Speed Maria Simonsen, Balding David Joseph, Hobolth Asger
Bioinformatics Research Centre, Aarhus University, 8000, Aarhus, Denmark.
Department of Affective Disorders, Aarhus University Hospital, 8000, Aarhus, Denmark.
J Math Biol. 2019 May;78(6):1727-1769. doi: 10.1007/s00285-018-01325-0. Epub 2019 Jan 28.
In population genetics, the Dirichlet (also called the Balding-Nichols) model has for 20 years been considered the key model to approximate the distribution of allele fractions within populations in a multi-allelic setting. It has often been noted that the Dirichlet assumption is approximate because positive correlations among alleles cannot be accommodated under the Dirichlet model. However, the validity of the Dirichlet distribution has never been systematically investigated in a general framework. This paper attempts to address this problem by providing a general overview of how allele fraction data under the most common multi-allelic mutational structures should be modeled. The Dirichlet and alternative models are investigated by simulating allele fractions from a diffusion approximation of the multi-allelic Wright-Fisher process with mutation, and applying a moment-based analysis method. The study shows that the optimal modeling strategy for the distribution of allele fractions depends on the specific mutation process. The Dirichlet model is only an exceptionally good approximation for the pure drift, Jukes-Cantor and parent-independent mutation processes with small mutation rates.
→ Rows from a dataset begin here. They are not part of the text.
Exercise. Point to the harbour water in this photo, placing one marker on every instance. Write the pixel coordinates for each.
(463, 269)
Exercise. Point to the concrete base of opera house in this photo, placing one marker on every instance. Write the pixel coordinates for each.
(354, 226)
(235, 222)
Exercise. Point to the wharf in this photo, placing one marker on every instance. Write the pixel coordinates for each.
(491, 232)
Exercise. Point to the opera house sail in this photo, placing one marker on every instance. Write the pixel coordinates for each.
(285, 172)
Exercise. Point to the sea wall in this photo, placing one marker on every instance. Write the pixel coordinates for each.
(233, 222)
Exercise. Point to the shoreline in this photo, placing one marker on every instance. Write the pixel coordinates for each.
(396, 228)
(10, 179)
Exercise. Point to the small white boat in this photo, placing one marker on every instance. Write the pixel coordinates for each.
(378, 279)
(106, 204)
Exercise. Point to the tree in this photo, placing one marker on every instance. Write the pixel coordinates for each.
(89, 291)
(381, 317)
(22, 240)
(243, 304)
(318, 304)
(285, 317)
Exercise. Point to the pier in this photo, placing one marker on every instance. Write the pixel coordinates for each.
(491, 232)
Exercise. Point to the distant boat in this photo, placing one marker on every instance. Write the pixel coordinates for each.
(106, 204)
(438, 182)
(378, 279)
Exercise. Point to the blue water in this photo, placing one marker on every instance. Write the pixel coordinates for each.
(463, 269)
Alternative models are required and proposed for the other mutation processes, such as a Beta-Dirichlet model for the infinite alleles mutation process, and a Hierarchical Beta model for the Kimura, Hasegawa-Kishino-Yano and Tamura-Nei processes. Finally, a novel Hierarchical Beta approximation is developed, a Pyramidal Hierarchical Beta model, for the generalized time-reversible and single-step mutation processes.
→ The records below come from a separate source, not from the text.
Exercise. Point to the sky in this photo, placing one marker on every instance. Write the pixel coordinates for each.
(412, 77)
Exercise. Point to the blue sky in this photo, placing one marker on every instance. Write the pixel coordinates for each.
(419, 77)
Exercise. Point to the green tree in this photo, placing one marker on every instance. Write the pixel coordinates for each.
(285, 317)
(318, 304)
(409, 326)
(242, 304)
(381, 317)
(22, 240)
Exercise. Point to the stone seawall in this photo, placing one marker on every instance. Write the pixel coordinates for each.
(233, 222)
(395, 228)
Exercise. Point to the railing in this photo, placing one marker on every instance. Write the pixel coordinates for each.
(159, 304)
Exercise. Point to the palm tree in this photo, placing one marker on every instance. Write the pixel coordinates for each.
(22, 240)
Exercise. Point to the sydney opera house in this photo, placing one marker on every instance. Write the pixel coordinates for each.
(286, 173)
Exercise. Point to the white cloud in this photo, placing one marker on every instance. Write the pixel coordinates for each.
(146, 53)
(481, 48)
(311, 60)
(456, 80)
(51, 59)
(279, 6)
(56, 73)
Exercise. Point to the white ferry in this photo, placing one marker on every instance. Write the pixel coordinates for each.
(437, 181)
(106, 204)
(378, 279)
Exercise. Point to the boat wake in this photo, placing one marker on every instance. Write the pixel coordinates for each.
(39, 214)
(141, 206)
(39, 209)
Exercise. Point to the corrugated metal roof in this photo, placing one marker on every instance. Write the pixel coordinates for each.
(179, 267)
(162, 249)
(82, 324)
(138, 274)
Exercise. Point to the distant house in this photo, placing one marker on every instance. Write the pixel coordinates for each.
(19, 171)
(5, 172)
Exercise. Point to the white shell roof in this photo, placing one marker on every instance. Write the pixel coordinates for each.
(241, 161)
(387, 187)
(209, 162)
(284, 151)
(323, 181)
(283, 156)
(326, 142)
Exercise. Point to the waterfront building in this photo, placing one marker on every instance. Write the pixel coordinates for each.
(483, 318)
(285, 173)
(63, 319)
在群体遗传学中,狄利克雷(也称为鲍尔丁 - 尼科尔斯)模型在20年来一直被视为在多等位基因环境下近似群体中等位基因频率分布的关键模型。人们经常指出,狄利克雷假设是近似的,因为在狄利克雷模型下无法考虑等位基因之间的正相关。然而,狄利克雷分布的有效性从未在一个通用框架中得到系统研究。本文试图通过全面概述在最常见的多等位基因突变结构下如何对等位基因频率数据进行建模来解决这个问题。通过从具有突变的多等位基因赖特 - 费希尔过程的扩散近似中模拟等位基因频率,并应用基于矩的分析方法,对狄利克雷模型和替代模型进行了研究。研究表明,等位基因频率分布的最优建模策略取决于特定的突变过程。狄利克雷模型仅对纯漂移、朱克斯 - 坎托以及具有小突变率的与亲本无关的突变过程是一个非常好的近似。对于其他突变过程则需要并提出了替代模型,例如针对无限等位基因突变过程的贝塔 - 狄利克雷模型,以及针对木村、长谷川 - 木村 - 矢野和田村 - 内模型的分层贝塔模型。最后,针对广义时间可逆和单步突变过程开发了一种新颖的分层贝塔近似模型,即金字塔分层贝塔模型。